According to the Hingham police, the victims of the scam are two old senior ladies.
The two ladies received similar a message addressing them by their full names via email, but from different email addresses, with the subject title, “Please read this it can be the most important information in your life.”
From the content of the email, the message seems to come from a hired assassin whose assignment is to kill them for reasons not disclosed in the email.
However, the “hitman” didn’t seem to want to carry out the assignment and was offering the victims a chance to save themselves if they sent the said amount of bitcoins to the sender’s bitcoin wallet.
The sender even promised to disclose to the two residents evidence of who hired him and for what reasons if they pay on time.The said email reads:
I advise you to take this message seriously, if you value your life, since this is not a joke or a scam. I’ve been thinking for a long time whether it’s worth sending this message to you and decided that after all you still have the right to know. I’ll try to be short. I received an order to kill you, because your activity causes trouble to a particular person. I studied you for quite a time and made a decision to give you a chance, despite the specifics of my job, the business rules of which do not allow me to do this, as this will kill my reputation (more 12 years of perfect order executions) in certain circles. But i decided to break a rule since this is my last order (at least I do hope so).
In general, let’s break it down. I want you to pay the amount of 0.5 Btc. I accept btc. Information how to forward you can find in Google. Here are my payment details:
When I will receive funds I’ll send you the name of the man order came from, as well as all the evidence I have. You will be able to use them with the police. I would not suggest you to call the police, because you have a little time (2 days) and the police simply will not have time to investigate.
Answering to this letter does not make sense, I use one-time mailbox, because i really do care about my anonymity. I’ll contact you as soon as I’ll get funds.
I really regret that you became my prey.
Hingham police advised the residents to be especially keen of email-based scams by not opening emails from strange and unfamiliar email addresses. “Don’t bother opening in spite of how engaging and enticing the subject title might look.
All they need is you to open and read the message and the next minute you will be hacked. They have the skills and they know what they are doing. Don’t and you will save yourself the agony,” a detective added.
The Only Way Out
There has not been a recorded case where victims of email scams have given into such demands, but there is fear as cases of cybercrime are on the rise.
Mark Stockley, a cyber security expert, says that many victims of such scam laugh at them but finally find themselves fulfilling the demands after complications from engaging and replying to such emails.

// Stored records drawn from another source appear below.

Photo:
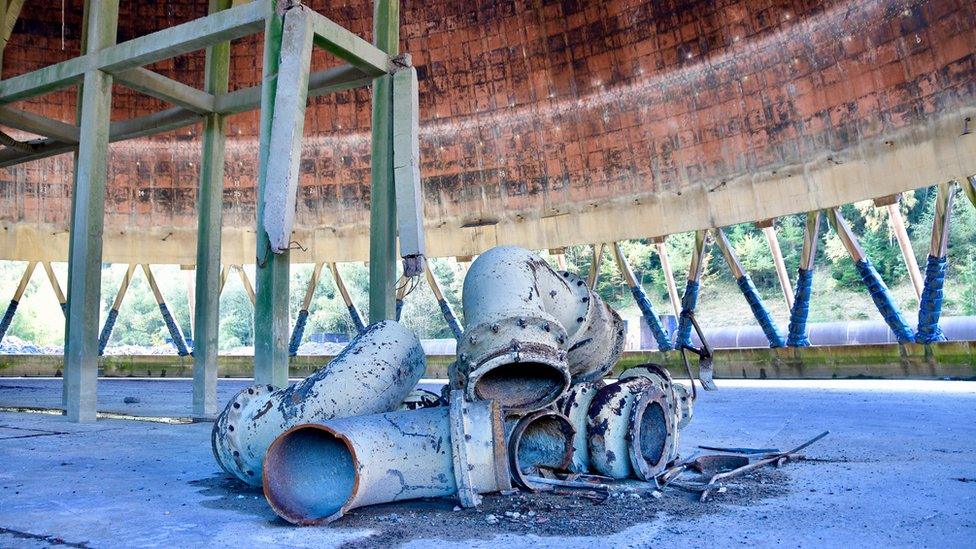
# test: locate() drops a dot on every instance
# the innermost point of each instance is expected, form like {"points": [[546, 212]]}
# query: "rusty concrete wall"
{"points": [[544, 123]]}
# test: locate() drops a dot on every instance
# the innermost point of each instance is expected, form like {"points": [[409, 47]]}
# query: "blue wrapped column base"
{"points": [[884, 302], [797, 336], [759, 310], [653, 322], [357, 320], [298, 333], [174, 331], [113, 315], [930, 307], [8, 317], [450, 318], [688, 303]]}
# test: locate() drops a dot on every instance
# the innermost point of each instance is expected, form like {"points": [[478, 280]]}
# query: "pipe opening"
{"points": [[309, 475], [521, 385], [544, 443], [653, 434]]}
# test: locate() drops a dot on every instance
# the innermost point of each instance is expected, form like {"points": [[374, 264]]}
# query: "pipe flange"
{"points": [[518, 361], [228, 438], [473, 447], [651, 434]]}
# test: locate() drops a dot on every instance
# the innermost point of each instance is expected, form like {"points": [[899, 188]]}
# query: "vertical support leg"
{"points": [[56, 286], [876, 287], [749, 291], [781, 274], [594, 275], [930, 304], [690, 298], [113, 313], [800, 310], [357, 319], [87, 223], [901, 234], [8, 315], [271, 270], [382, 206], [299, 331], [446, 310], [662, 252], [644, 304], [174, 330], [206, 309]]}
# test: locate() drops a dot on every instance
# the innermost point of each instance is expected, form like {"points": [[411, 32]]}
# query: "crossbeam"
{"points": [[194, 35]]}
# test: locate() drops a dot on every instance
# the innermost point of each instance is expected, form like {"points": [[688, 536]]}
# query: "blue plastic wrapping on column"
{"points": [[357, 320], [174, 331], [883, 301], [759, 310], [452, 322], [930, 307], [106, 334], [653, 322], [8, 317], [298, 333], [797, 336], [688, 302]]}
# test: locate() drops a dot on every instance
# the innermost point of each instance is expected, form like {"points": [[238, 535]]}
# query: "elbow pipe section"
{"points": [[884, 302], [113, 315], [574, 406], [542, 439], [652, 320], [373, 374], [930, 306], [797, 336], [298, 333], [316, 473], [759, 311], [531, 331], [688, 303], [630, 430]]}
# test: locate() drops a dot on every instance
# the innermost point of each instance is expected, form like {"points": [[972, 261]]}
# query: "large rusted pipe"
{"points": [[541, 439], [530, 331], [373, 374], [316, 473], [630, 429]]}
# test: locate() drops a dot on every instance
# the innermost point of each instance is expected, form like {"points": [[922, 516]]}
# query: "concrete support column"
{"points": [[205, 310], [382, 202], [87, 223], [784, 279], [901, 234]]}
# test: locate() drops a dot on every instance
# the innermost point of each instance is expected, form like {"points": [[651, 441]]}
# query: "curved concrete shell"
{"points": [[542, 123]]}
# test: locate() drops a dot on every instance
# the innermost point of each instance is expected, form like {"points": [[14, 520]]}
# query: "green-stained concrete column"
{"points": [[382, 203], [206, 310], [87, 223]]}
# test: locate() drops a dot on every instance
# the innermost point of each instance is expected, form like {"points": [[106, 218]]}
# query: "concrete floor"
{"points": [[898, 469]]}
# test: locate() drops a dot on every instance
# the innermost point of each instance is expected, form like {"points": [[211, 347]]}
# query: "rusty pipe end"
{"points": [[543, 438], [311, 475]]}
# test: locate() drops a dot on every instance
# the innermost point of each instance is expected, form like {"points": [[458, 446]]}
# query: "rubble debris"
{"points": [[373, 374]]}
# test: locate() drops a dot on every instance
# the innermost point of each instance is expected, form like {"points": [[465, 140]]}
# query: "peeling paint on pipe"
{"points": [[373, 374], [574, 406], [630, 430], [530, 331], [316, 473], [543, 438]]}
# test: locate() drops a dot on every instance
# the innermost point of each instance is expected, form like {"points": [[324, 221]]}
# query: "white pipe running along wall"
{"points": [[373, 374], [313, 474], [530, 331]]}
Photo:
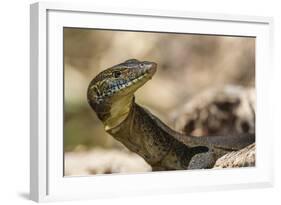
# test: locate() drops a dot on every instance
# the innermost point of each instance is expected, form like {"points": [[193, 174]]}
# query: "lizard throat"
{"points": [[119, 111]]}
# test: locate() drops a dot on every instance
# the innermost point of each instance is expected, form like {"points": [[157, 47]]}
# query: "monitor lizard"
{"points": [[111, 96]]}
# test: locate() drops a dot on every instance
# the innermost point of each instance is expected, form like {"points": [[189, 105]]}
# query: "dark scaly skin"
{"points": [[111, 95]]}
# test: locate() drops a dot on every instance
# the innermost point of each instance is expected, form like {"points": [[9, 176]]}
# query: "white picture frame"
{"points": [[46, 151]]}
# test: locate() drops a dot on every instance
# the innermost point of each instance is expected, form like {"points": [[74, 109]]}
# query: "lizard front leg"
{"points": [[205, 160]]}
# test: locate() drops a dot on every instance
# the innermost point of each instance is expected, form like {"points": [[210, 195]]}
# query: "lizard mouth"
{"points": [[152, 69]]}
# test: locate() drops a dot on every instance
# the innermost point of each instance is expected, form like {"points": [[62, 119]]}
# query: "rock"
{"points": [[242, 158], [222, 111], [103, 161]]}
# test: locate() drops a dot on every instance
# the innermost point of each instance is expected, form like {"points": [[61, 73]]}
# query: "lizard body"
{"points": [[111, 95]]}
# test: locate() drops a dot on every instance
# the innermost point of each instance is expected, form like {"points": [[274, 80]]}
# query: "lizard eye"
{"points": [[116, 74]]}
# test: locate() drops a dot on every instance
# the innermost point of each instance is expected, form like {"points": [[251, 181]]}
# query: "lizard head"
{"points": [[119, 81]]}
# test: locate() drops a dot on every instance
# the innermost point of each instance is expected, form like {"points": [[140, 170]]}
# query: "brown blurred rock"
{"points": [[103, 161], [219, 111], [242, 158]]}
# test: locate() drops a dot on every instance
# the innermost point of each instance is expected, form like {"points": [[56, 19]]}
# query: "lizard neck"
{"points": [[118, 110]]}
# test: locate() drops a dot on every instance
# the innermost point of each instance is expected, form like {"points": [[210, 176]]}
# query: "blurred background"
{"points": [[187, 66]]}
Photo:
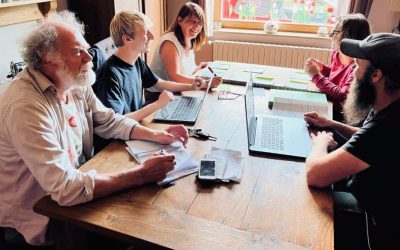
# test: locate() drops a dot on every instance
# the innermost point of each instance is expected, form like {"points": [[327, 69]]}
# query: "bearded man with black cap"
{"points": [[369, 160]]}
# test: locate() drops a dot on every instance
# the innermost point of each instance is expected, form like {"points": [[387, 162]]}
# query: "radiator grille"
{"points": [[267, 54]]}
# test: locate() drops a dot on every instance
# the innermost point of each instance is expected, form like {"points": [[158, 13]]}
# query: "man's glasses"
{"points": [[334, 32], [227, 95]]}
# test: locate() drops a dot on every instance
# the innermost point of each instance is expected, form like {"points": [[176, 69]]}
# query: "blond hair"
{"points": [[125, 23]]}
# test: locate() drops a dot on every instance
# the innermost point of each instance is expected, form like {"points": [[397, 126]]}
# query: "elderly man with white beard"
{"points": [[48, 116], [365, 211]]}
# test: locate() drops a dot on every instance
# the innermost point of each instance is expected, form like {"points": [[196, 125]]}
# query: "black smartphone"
{"points": [[207, 170]]}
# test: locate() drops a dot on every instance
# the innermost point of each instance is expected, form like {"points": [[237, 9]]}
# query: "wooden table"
{"points": [[272, 207]]}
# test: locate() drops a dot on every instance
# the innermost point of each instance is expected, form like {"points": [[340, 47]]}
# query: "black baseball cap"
{"points": [[381, 49]]}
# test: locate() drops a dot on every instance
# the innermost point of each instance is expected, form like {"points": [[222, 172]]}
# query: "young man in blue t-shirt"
{"points": [[121, 78]]}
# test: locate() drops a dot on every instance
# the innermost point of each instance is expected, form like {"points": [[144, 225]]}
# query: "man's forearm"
{"points": [[344, 130], [144, 112], [140, 132], [173, 86], [106, 184]]}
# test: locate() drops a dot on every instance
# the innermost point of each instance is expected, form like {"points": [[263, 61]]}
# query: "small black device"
{"points": [[207, 170]]}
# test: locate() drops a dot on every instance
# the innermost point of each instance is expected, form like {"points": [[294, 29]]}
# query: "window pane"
{"points": [[315, 12]]}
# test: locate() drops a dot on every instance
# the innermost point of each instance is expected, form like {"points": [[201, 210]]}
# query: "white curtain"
{"points": [[209, 11], [343, 7]]}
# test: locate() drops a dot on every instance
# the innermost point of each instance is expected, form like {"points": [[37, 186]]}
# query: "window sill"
{"points": [[281, 37]]}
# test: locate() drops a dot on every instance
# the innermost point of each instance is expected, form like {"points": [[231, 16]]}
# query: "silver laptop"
{"points": [[182, 109], [275, 134]]}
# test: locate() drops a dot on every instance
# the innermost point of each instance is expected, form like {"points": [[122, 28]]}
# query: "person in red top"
{"points": [[334, 80]]}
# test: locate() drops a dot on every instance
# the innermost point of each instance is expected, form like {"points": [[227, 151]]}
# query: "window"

Spiceworks user Bweber, who read Lass’s post, pinned out a contradiction where the sender promises to give evidence to the recipient so as to contact the police, but in the next sentence recommends not alerting the authorities as part of the deal.
It is practically impossible to prevent these scams.
However, these attacks can be minimized through some core information security practices such as performing ongoing security assessments to look for — and resolve — denial of service-related vulnerabilities and using network security controls, including services from cloud-based vendors specializing in responding to scam attacks.
Individuals and organizations can also install email filtering mechanisms to block these kinds of messages, monitor their accounts for unauthorized logins from getting through and to minimize the risk of someone hacking into their email servers and sending them these types of scams.
Organizations can further protect their domain name by acquainting themselves with phishing and DDoS Attacks, among other attack vectors, and how they are launched.